Asked if Real and Macromedia et al. would be writing media plug-ins for the iPhone's Web browser, and was told that no, the browser would ship with plug-ins, but Apple would be writing them all in-house. Odd, that.

Odd, indeed. YouTube uses the Flash Video (FLV) format. There are a number of programs other than the Flash Video Player that also support the FLV format.

However, it is not clear if Jobs intends to leverage the Apple partnership with Google to encourage YouTube to change its video format or whether Apple intends to write a browser plug-in that supports FLV, but potentially not the Flash (SWF) format.

On June 20, 2007, Apple announced that the Apple TV and iPhone would support YouTube and it became clear that YouTube was changing it's video format to h.264 rather than supporting FLV.

Onn March 19, 2008, the TUAW blog noted an interview in the WSJ with Adobe's CEO where the company plans to bring Flash support to the iPhone independently by "the summer". Well, the summer of 2008 came and went and Flash still was not available for the iPhone.

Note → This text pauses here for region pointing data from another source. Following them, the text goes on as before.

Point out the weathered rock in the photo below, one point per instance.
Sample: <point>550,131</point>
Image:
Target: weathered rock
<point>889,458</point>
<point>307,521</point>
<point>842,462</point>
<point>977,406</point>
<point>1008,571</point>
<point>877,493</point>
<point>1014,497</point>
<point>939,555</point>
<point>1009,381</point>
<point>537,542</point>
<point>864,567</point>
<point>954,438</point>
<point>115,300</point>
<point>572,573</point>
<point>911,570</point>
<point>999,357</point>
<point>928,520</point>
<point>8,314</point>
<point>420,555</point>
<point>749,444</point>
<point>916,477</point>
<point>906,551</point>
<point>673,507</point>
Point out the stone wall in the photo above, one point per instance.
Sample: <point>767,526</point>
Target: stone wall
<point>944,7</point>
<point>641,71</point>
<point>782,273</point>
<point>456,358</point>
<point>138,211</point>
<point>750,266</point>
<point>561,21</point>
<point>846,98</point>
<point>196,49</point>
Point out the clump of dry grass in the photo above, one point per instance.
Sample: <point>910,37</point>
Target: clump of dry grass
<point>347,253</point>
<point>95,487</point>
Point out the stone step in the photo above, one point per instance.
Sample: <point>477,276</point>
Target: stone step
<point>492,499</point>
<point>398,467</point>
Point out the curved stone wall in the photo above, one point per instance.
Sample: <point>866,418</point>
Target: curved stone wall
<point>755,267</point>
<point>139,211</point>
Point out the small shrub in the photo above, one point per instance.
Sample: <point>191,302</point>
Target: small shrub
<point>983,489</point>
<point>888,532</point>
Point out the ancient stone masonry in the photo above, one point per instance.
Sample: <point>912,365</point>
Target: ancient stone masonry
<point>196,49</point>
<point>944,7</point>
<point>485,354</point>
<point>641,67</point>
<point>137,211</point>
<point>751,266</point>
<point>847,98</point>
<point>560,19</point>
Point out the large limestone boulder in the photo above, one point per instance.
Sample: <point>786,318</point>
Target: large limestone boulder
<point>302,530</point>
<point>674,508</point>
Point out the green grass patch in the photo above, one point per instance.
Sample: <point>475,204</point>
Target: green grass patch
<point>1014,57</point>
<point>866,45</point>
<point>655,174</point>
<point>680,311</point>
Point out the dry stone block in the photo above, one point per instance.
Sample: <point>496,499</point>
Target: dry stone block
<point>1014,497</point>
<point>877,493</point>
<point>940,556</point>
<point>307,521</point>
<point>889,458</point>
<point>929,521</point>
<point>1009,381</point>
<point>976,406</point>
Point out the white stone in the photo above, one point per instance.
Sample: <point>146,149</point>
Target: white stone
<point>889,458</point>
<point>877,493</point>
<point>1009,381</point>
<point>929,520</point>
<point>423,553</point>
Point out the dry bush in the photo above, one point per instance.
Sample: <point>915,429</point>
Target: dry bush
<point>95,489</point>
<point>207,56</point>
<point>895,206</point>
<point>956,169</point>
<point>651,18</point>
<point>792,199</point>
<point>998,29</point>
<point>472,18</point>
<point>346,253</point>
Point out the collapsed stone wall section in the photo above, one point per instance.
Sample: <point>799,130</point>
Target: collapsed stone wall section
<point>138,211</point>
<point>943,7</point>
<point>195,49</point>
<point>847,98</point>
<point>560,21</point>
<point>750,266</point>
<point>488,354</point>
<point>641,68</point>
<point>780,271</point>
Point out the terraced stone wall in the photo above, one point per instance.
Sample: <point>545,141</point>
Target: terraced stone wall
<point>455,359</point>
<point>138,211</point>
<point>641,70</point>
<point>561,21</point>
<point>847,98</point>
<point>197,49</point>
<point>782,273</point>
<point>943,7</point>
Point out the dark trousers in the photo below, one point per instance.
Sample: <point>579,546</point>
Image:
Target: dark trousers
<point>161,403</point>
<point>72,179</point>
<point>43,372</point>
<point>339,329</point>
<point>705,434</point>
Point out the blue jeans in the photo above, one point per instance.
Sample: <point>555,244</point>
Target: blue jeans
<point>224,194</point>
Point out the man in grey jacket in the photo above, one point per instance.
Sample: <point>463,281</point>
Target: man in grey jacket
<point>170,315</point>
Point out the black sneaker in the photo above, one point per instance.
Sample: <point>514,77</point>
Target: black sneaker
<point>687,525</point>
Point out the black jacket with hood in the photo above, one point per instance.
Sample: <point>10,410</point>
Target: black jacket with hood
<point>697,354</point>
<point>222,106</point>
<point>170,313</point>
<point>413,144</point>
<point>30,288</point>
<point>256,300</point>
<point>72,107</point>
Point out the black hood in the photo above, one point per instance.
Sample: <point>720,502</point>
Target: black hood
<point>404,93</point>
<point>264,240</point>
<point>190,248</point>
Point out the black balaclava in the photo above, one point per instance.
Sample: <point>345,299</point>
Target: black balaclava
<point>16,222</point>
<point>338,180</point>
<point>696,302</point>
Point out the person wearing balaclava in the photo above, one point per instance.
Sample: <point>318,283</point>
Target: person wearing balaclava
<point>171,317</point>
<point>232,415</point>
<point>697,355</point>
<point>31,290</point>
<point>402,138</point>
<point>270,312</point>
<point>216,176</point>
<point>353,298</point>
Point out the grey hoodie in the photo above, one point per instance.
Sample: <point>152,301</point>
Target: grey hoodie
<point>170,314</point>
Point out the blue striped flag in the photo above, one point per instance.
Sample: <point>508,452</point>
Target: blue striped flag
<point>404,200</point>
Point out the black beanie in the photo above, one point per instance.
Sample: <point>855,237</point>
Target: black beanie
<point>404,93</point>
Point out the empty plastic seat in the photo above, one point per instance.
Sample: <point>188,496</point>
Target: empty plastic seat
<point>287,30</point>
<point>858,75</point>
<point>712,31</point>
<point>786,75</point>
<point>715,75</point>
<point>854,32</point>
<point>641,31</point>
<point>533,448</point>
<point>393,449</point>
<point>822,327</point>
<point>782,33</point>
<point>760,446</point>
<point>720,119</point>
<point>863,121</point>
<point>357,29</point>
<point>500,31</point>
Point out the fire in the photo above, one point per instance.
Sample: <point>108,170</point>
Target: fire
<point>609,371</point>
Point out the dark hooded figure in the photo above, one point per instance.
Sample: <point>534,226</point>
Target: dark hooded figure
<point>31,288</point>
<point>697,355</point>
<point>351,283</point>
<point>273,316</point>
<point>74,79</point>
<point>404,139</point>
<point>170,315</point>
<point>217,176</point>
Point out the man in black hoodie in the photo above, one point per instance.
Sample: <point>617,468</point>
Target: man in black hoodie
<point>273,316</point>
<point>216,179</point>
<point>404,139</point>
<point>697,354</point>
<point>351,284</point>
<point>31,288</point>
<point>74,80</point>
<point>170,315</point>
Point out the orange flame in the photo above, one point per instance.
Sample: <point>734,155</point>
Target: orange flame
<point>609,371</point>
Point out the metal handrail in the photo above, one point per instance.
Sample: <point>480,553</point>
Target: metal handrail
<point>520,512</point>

On September 30, 2008, Flash Magazine reported that Adobe was still working on Flash for the iPhone but the "ball is in Apple's yard at this time" and on January 30, 2009, Bloomberg followed up with a quote from Adobe's CEO Shantanu Narayen remarking that "the ball is in our court. The onus is on us to deliver."

No matter which "yard or court the ball is in" with regards to Flash development for the iPhone, it certainly appears that it isn't being treated as a high priority. It has not been mentioned by Apple as a forthcoming addition to version 3 of the iPhone OS either. Those who want Flash support on the iPhone likely will have little choice but to continue to wait.